A lasting note before we move to the big think
Thank you to everyone who has supported the Robintrack newsletter in this form up to this point — it has been an honour to cover some of these trends, even if some of them are monotonous. It’s my desire you’ll stick around to read some big bites we’re going to focus on next. We’ve been limited by the original purview of this newsletter: social trading. Though this is cool, it will live on in a limited capacity as we talk about price action and interesting stories — not just in public markets, but in cryptocurrency, venture capital, and private equity. Every once in awhile, we might even run into discussions that abridge the politics and dynamics of industry and the economy at large. I think we’ll have a lot to share, and we’d appreciate your continued support.

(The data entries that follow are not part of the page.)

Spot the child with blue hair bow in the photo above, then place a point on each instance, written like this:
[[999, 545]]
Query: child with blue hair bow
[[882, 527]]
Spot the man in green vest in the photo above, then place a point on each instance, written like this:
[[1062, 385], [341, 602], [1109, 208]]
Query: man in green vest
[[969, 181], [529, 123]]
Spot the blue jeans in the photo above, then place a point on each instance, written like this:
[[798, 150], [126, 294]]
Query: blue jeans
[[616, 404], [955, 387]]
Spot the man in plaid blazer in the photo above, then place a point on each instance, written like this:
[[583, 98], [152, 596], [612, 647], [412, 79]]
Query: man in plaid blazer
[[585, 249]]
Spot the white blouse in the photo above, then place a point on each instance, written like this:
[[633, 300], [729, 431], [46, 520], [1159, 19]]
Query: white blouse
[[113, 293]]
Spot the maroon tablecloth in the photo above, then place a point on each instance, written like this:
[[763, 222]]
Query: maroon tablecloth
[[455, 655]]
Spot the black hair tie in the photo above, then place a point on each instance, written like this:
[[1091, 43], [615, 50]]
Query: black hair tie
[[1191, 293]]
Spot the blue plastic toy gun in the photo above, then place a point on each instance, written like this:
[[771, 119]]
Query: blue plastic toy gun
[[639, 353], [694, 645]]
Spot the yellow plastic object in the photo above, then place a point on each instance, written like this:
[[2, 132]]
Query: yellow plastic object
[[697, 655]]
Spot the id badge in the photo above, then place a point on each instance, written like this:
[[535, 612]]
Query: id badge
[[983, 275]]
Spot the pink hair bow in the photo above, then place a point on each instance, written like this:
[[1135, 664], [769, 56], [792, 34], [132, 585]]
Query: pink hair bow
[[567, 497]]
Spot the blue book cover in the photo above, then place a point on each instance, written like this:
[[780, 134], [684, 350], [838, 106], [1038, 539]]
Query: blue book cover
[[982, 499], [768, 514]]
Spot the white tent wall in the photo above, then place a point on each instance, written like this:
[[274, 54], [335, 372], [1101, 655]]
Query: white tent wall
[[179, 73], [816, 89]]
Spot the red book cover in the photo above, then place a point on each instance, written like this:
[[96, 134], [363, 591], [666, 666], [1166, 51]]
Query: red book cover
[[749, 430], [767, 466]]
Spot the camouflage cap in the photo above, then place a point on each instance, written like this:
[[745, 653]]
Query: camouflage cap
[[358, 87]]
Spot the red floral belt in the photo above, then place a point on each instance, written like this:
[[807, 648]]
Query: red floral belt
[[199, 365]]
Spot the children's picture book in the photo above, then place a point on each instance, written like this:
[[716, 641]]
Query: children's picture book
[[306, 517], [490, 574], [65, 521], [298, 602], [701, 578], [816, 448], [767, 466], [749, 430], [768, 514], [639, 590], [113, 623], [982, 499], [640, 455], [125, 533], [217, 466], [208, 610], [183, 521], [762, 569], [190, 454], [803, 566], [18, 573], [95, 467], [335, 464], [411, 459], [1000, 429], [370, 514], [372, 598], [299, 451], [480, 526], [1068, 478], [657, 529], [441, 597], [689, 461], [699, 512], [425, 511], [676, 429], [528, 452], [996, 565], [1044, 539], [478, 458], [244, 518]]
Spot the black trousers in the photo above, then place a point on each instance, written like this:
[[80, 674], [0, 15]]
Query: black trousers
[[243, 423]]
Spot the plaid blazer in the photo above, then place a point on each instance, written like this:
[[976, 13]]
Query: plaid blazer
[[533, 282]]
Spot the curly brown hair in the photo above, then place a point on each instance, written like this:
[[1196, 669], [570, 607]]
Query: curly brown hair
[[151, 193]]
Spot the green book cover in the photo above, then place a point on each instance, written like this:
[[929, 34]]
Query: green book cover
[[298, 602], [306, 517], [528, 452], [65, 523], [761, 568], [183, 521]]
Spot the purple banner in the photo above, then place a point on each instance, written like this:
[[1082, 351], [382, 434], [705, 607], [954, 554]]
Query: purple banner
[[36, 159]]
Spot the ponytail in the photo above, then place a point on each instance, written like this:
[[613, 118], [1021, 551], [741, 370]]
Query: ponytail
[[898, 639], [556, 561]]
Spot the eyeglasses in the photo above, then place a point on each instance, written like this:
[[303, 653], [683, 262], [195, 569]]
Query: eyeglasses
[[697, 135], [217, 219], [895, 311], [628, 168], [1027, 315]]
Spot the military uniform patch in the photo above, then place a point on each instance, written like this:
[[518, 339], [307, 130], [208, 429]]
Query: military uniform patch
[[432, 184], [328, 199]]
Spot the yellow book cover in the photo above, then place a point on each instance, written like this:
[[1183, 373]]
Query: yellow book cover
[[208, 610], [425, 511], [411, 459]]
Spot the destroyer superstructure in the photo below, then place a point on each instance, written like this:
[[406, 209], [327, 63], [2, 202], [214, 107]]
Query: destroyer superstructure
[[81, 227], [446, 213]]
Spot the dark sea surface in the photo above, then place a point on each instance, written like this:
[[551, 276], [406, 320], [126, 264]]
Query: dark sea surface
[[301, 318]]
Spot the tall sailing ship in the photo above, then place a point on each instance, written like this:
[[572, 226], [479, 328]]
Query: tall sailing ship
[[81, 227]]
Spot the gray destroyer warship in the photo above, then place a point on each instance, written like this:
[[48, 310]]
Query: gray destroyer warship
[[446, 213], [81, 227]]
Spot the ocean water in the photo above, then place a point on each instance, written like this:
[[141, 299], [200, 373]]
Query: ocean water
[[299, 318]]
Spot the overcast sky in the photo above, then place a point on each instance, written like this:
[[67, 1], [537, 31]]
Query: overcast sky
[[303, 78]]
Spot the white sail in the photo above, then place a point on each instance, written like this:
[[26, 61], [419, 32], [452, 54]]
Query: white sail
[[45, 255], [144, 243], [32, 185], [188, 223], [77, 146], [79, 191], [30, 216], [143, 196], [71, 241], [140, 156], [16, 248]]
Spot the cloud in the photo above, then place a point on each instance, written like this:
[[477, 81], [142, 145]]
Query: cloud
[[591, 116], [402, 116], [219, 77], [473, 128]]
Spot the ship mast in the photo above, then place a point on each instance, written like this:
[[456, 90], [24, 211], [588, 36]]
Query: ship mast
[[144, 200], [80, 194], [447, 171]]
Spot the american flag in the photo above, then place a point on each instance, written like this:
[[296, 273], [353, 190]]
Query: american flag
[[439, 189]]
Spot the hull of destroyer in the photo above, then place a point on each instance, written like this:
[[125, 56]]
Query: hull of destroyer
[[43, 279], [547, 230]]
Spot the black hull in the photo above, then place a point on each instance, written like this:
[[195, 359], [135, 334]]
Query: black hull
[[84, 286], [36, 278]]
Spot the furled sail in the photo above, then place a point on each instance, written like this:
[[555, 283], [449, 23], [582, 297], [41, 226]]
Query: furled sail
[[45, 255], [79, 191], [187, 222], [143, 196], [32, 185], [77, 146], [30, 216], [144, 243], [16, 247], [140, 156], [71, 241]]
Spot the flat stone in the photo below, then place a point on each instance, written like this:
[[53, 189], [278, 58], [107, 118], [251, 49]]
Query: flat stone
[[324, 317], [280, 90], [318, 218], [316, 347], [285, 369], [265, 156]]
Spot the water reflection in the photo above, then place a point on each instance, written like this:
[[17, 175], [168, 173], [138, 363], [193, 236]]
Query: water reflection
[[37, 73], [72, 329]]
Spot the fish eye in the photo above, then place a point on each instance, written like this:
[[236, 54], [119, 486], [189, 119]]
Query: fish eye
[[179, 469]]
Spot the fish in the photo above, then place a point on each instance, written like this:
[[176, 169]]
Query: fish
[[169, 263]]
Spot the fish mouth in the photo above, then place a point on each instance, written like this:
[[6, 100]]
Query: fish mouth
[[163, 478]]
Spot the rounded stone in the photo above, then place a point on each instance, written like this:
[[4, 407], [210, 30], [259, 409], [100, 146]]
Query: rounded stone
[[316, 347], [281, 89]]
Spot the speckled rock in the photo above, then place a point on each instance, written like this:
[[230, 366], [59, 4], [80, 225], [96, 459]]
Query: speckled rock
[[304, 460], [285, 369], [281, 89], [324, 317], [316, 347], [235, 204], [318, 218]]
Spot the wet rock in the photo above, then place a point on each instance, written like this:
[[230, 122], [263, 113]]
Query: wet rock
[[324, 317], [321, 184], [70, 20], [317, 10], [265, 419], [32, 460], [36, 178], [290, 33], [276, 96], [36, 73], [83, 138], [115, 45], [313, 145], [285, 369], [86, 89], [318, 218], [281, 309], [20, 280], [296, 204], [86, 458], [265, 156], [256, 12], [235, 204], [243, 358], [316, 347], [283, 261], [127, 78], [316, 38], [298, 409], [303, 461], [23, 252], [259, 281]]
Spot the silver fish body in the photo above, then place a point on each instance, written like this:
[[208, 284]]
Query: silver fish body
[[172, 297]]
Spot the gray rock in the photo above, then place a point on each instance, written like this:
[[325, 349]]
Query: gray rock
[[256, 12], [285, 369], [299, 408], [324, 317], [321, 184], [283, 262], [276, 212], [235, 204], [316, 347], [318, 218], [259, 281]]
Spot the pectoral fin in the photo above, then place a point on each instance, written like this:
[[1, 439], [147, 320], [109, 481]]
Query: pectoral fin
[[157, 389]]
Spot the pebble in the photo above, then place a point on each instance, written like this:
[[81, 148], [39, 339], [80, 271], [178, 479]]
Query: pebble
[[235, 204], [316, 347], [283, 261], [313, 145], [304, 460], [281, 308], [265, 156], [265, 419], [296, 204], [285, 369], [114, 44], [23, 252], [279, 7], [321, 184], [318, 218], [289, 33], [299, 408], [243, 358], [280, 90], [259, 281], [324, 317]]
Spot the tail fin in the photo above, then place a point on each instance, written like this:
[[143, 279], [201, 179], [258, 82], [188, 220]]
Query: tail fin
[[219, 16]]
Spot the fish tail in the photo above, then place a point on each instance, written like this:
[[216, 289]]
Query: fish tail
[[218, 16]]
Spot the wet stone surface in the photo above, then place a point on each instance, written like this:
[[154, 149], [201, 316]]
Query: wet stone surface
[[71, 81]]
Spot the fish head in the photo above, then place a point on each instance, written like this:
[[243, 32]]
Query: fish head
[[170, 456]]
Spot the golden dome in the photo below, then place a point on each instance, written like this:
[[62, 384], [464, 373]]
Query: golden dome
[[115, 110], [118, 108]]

That said, that’s a wrap on this digest. Enjoy the rest of your week, take care and see you soon!
The Robintrack newsletter has been a weekly digest produced for informational purposes only. It is not intended to serve as investment advice. The digest is produced with the intent to provide a data-centric analysis of how digital communities, millennials, and Gen Zers are trading stocks. Robintrack is not affiliated with Robinhood in any way, but all popularity data has been sourced from Robinhood directly via a public API.